Polenta is traditionally served family-style from a big platter or wooden board, with guests serving themselves at the table. It is traditionally prepared in a paiolo, a huge copper pan tapered at the bottom and stirred with a long wooden paddle called a tarai. Polenta, or slow-cooked ground maize, is used in a variety of dishes as a main or side dish. It can be eaten plain with butter and cheese or with a sauce on top. It's usually spread out to dry a little before being baked, fried, or grilled. In the Ca' Rezzonico museum in Venice, there's a wonderful painting by Pietro Longhi from 1740 shows freshly cooked polenta being spread out to dry on a linen towel.

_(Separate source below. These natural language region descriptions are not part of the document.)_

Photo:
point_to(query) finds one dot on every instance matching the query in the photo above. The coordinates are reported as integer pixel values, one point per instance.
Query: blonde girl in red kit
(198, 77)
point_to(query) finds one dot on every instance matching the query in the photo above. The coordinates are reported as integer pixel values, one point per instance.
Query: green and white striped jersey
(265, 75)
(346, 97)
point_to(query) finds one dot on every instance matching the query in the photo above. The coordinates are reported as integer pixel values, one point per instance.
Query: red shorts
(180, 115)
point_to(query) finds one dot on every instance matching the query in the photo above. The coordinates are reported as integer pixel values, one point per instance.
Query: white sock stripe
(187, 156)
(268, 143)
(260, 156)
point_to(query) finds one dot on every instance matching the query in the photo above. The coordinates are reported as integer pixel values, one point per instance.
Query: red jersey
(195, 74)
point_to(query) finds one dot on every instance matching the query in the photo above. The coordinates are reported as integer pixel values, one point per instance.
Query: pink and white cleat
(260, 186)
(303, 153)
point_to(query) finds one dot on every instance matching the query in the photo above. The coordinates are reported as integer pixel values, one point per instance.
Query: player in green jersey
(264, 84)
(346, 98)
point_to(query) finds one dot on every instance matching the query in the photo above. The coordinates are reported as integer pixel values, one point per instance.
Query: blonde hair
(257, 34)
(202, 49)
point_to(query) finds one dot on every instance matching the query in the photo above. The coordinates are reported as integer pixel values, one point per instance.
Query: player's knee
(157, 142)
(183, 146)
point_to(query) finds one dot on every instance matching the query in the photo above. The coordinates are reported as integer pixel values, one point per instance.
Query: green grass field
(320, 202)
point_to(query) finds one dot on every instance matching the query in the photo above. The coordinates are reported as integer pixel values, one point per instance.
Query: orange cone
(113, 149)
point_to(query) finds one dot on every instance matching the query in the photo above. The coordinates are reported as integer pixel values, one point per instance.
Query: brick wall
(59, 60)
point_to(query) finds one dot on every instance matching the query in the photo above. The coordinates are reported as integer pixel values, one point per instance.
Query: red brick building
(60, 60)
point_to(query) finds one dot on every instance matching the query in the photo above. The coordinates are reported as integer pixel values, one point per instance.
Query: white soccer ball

In the north region of Italy, rice and polenta is the preferred meal. Polenta is so widespread that sometimes northern Italians are called polentoni, “polenta-eaters.”
History
The origins dates back to the ancient Roman puls—porridge dishes made from ground barley, fava beans, spelt, rye or buckwheat. Corn, a New World food, was first planted in Italy in the 1500s.
Variations
Polenta is extremely versatile. Polenta concia – cornmeal cooked with butter and cheese and a specialty of Valle d’Aosta – is very common, and can be eaten as a first course .
Polenta can be used to make desserts such as pinza, a Veneto cornmeal and fruit cake; torta nicolotta, an aromatic cake seasoned with grappa and fennel seeds traditionally made with leftover polenta; and brustengolo, an apple-walnut polenta pudding popular in Umbria, especially in the Perugia province.